Gloria López, neuróloga infantil del Hospital Ruber Internacional, alertó sobre los mitos del síndrome de Asperger, como la falsa idea de que implica ausencia de empatía.
La experta destacó la importancia de que estas personas reciban un acompañamiento clínico adecuado y tengan un entorno que respete su manera de percibir y procesar el mundo. “Las personas con Asperger no carecen de empatía. A veces tienen dificultades para interpretar las emociones de inmediato, pero sienten con gran intensidad y profundidad”, explicó López.

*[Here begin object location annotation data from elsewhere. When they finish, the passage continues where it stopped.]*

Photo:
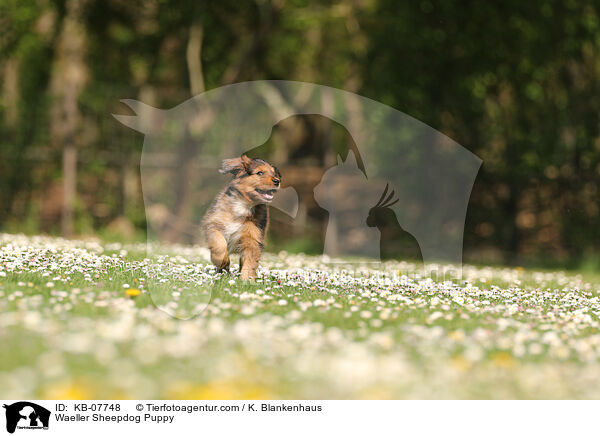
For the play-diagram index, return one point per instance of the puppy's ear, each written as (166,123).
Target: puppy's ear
(236,165)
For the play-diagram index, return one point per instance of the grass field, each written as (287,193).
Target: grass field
(78,320)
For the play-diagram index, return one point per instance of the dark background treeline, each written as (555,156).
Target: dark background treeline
(516,83)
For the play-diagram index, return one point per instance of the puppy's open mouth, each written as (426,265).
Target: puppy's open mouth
(266,195)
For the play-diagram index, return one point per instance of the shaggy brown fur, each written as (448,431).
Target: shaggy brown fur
(237,220)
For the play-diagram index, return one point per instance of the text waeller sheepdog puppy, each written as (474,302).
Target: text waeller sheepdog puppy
(237,220)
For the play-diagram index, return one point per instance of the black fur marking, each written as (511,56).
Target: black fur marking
(232,191)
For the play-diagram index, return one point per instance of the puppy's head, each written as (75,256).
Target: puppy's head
(255,179)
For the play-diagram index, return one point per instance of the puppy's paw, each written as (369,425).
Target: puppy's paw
(248,275)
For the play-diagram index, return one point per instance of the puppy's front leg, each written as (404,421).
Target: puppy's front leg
(218,250)
(251,245)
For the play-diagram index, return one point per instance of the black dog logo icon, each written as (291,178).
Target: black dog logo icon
(24,414)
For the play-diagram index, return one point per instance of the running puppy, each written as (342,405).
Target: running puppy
(237,220)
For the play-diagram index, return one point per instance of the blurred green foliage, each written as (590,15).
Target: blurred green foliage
(514,82)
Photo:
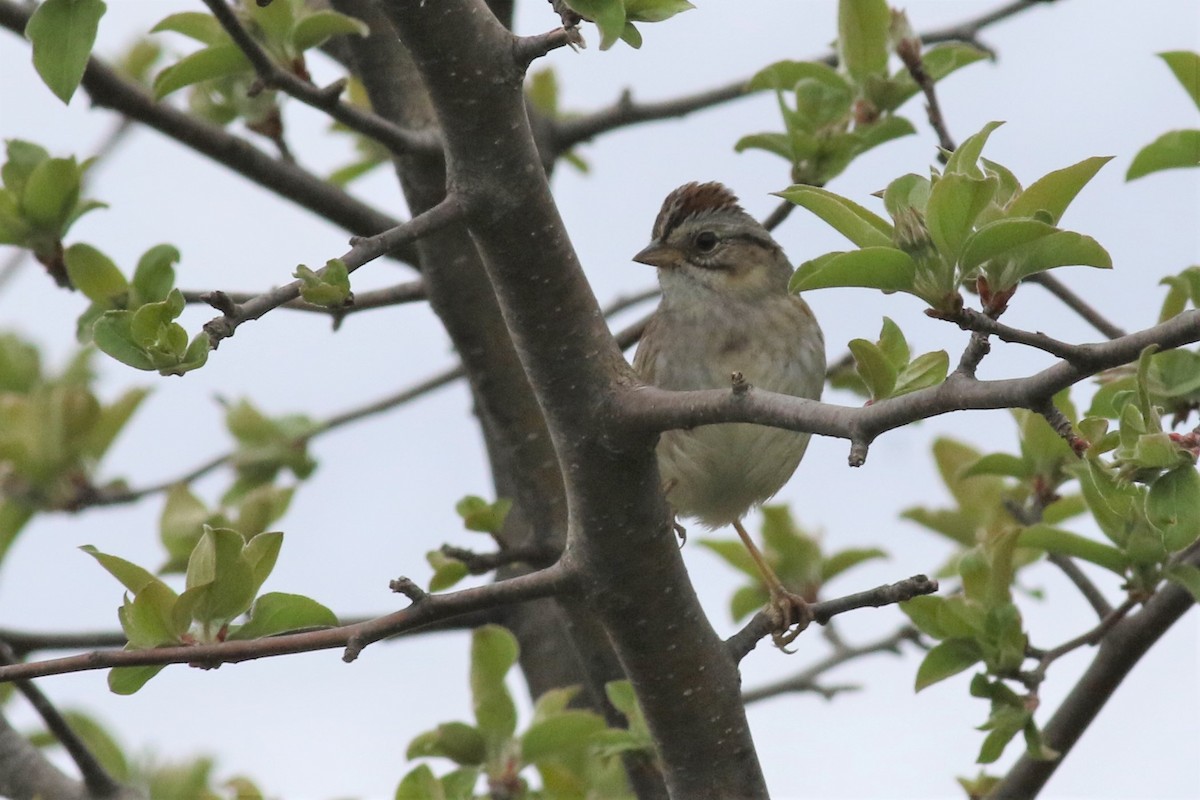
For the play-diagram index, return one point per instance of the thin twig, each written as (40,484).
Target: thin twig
(97,780)
(808,679)
(424,611)
(396,139)
(762,624)
(363,251)
(1077,304)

Otros mitos sobre el Asperger
Otra confusión frecuente es asociarlo exclusivamente a capacidades excepcionales. “No todas las personas con Asperger tienen talentos extraordinarios. Existen tantos perfiles como personas, y los estereotipos distorsionan la realidad”, subrayó López.

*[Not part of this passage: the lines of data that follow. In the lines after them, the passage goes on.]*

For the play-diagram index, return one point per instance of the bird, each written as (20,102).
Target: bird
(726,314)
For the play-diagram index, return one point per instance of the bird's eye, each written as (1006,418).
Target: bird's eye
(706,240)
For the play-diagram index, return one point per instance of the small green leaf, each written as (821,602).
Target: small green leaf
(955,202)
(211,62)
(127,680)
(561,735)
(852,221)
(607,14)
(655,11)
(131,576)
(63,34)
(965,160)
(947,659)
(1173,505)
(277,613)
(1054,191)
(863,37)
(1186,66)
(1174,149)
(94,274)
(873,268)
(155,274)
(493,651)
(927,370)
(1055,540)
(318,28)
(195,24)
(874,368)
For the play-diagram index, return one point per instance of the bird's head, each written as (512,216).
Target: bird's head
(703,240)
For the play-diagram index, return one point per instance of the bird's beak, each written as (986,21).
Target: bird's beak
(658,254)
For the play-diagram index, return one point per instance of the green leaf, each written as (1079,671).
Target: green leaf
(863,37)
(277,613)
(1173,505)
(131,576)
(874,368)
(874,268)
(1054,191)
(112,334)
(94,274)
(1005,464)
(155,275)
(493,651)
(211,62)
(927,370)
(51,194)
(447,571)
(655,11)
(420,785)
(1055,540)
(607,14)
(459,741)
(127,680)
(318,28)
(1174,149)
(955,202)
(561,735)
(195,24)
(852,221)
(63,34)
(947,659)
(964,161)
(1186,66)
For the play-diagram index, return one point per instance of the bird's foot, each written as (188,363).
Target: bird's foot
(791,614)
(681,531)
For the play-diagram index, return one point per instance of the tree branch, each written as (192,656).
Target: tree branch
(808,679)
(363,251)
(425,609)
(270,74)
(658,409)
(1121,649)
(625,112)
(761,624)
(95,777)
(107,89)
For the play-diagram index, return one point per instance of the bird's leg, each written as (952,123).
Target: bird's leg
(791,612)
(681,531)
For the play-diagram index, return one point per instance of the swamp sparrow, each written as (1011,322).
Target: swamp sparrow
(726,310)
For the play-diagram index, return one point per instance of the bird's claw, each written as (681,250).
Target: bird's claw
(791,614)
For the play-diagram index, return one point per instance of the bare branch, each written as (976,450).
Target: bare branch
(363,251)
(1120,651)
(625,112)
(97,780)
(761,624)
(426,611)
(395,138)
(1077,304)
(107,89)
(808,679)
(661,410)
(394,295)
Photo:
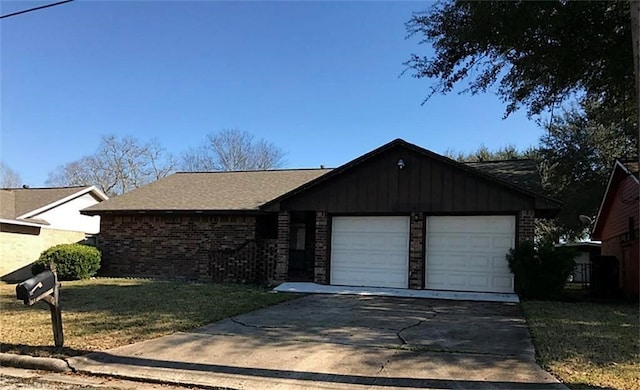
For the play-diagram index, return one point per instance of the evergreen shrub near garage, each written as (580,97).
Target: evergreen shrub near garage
(540,270)
(73,261)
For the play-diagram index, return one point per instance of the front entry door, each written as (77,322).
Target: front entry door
(299,269)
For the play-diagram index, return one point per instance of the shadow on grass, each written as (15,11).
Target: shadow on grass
(586,386)
(41,350)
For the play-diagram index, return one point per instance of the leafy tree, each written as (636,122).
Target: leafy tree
(575,160)
(8,177)
(232,150)
(483,153)
(117,166)
(539,53)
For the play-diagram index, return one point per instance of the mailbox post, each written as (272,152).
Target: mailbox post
(45,287)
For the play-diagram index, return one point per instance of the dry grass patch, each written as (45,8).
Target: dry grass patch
(586,344)
(106,313)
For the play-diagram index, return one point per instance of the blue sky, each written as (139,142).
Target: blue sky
(321,80)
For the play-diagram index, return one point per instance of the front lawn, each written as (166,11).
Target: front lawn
(105,313)
(586,344)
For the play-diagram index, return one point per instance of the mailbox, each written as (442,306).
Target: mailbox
(32,290)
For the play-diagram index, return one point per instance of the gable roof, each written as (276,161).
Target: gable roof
(22,204)
(209,191)
(619,172)
(523,173)
(519,176)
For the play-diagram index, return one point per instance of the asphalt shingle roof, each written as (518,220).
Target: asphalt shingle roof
(248,190)
(15,202)
(192,191)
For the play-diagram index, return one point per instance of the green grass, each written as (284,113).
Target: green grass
(105,313)
(590,345)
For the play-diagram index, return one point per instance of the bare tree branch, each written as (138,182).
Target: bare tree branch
(232,150)
(8,177)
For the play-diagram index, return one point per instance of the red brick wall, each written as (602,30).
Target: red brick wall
(282,259)
(526,225)
(321,255)
(416,251)
(616,235)
(623,206)
(181,246)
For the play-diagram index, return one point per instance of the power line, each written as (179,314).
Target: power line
(34,9)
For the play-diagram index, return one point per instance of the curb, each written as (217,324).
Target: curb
(33,363)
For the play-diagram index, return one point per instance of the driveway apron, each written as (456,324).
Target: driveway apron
(342,342)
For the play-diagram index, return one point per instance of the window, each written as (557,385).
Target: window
(267,226)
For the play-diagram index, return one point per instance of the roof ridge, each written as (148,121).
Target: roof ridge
(256,170)
(498,161)
(43,188)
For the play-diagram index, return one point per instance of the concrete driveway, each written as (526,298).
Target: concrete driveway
(342,342)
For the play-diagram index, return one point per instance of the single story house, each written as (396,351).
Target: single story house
(398,216)
(35,219)
(587,251)
(617,224)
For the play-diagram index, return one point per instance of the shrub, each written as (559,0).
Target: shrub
(540,271)
(73,261)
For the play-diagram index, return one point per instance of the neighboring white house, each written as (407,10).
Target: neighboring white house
(34,219)
(587,250)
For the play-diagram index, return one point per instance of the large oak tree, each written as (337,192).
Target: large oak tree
(538,54)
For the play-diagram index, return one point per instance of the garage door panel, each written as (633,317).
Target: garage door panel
(362,241)
(370,251)
(468,253)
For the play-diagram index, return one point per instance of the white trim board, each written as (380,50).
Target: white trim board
(314,288)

La especialista también indicó que no todos los síntomas visibles se explican por el autismo. “La ansiedad y el TDAH son comorbilidades frecuentes, y deben evaluarse de forma independiente. Su abordaje -que combina psicoeducación, ajustes del entorno y, en algunos casos, medicación- es clave para mejorar la calidad de vida”, agregó.
“El término Asperger se utiliza para describir un perfil frecuente dentro del espectro autista, caracterizado habitualmente por la ausencia de discapacidad intelectual, un desarrollo del lenguaje formalmente conservado, intereses muy intensos y una manera particular de interpretar las normas sociales implícitas. No obstante, se trata de un continuo, con una gran variabilidad entre personas”, detalló la experta.

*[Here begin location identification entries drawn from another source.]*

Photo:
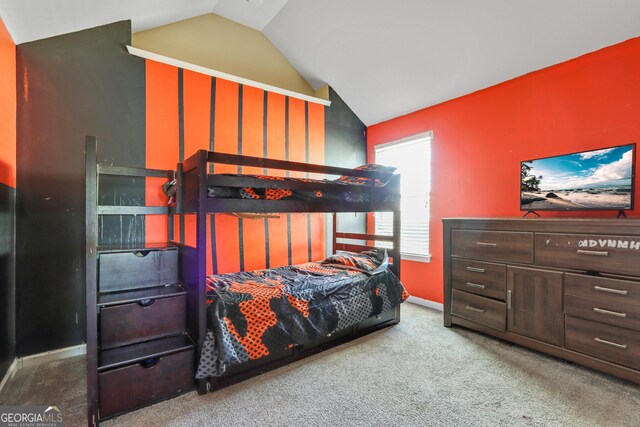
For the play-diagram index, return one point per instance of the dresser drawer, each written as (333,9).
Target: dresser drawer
(611,343)
(142,321)
(134,270)
(601,288)
(481,278)
(609,254)
(493,245)
(142,383)
(612,313)
(479,309)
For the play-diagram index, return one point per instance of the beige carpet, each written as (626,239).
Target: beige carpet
(417,373)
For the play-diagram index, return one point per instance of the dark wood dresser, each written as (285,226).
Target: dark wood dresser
(566,287)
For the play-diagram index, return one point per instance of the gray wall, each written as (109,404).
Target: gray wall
(7,278)
(69,86)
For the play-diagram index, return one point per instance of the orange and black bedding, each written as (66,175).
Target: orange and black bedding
(256,313)
(321,191)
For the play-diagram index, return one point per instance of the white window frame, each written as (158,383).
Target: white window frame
(413,138)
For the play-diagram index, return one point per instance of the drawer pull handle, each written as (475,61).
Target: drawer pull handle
(611,291)
(592,253)
(487,245)
(475,285)
(150,362)
(479,310)
(613,344)
(608,312)
(146,302)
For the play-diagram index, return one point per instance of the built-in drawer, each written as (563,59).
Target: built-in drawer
(134,270)
(142,321)
(617,345)
(493,245)
(145,382)
(479,309)
(481,278)
(601,288)
(609,254)
(612,313)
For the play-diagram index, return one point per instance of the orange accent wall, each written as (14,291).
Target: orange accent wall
(479,140)
(239,120)
(7,108)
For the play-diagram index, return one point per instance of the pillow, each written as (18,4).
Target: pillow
(385,171)
(371,262)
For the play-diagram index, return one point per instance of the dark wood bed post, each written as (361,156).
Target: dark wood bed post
(91,245)
(335,231)
(201,244)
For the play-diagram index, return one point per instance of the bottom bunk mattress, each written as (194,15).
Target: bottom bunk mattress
(253,314)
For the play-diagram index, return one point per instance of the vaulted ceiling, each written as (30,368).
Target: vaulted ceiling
(385,58)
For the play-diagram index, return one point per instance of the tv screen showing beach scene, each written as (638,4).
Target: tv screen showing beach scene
(598,179)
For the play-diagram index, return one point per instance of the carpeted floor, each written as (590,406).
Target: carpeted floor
(417,373)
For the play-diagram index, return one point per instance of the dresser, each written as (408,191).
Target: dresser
(566,287)
(144,354)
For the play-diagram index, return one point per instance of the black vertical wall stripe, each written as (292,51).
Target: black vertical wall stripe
(286,157)
(306,156)
(212,217)
(265,105)
(181,136)
(240,221)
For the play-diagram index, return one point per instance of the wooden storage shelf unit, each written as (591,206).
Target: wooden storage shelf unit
(566,287)
(138,347)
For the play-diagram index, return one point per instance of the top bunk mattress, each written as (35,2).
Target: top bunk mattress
(345,188)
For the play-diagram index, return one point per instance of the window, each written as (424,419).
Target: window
(412,158)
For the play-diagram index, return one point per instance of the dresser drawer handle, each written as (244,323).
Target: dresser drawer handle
(613,344)
(611,291)
(592,253)
(487,245)
(479,310)
(475,285)
(608,312)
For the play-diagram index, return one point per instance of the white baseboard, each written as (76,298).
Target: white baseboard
(13,368)
(426,303)
(48,356)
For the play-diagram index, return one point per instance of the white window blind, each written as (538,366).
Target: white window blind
(412,158)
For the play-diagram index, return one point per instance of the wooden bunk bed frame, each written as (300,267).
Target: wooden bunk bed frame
(193,179)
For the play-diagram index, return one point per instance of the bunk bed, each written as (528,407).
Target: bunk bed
(363,272)
(356,190)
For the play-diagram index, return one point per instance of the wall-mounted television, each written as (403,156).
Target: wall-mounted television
(601,179)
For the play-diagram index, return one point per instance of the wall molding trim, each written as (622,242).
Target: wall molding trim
(219,74)
(426,303)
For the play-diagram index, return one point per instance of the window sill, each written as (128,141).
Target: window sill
(416,258)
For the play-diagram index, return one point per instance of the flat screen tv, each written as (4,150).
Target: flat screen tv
(600,179)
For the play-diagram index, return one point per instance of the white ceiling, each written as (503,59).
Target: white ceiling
(385,58)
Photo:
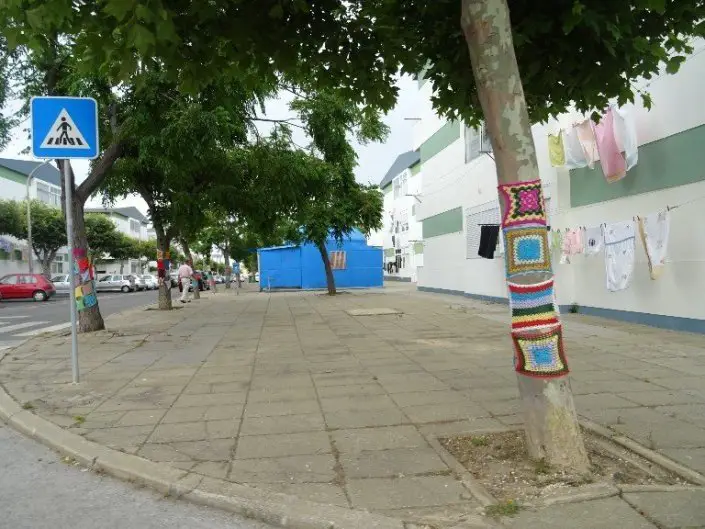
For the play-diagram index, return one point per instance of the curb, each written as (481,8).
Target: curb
(282,510)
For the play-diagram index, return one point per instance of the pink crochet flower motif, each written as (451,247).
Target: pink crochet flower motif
(529,201)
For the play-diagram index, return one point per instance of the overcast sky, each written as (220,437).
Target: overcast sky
(373,159)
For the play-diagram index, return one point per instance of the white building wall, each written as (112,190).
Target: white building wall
(449,182)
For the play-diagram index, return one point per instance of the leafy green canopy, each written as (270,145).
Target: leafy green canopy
(569,51)
(324,43)
(582,51)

Una forma particular de procesar la información
Según la especialista, el Asperger se caracteriza por un patrón cognitivo singular. “El cerebro prioriza ciertos estímulos y presenta mayor dificultad para integrar de forma automática las convenciones sociales implícitas, pero puede mostrar una extraordinaria capacidad para el detalle, la lógica o la memoria”, dijo.
Estas diferencias no implican menor gravedad. La doctora recuerda que no se trata de un trastorno leve, ya que muchas personas experimentan sufrimiento significativo derivado de la incomprensión, el aislamiento o la sobrecarga sensorial. “Necesitan un acompañamiento clínico y educativo adecuado y un entorno que respete su manera de percibir y procesar el mundo”, añadió.
“El objetivo no es cambiar quiénes son, sino acompañarlos para que puedan desarrollar plenamente su potencial en un mundo que a menudo no está preparado para comprender su forma de pensar y relacionarse”, concluyó la doctora.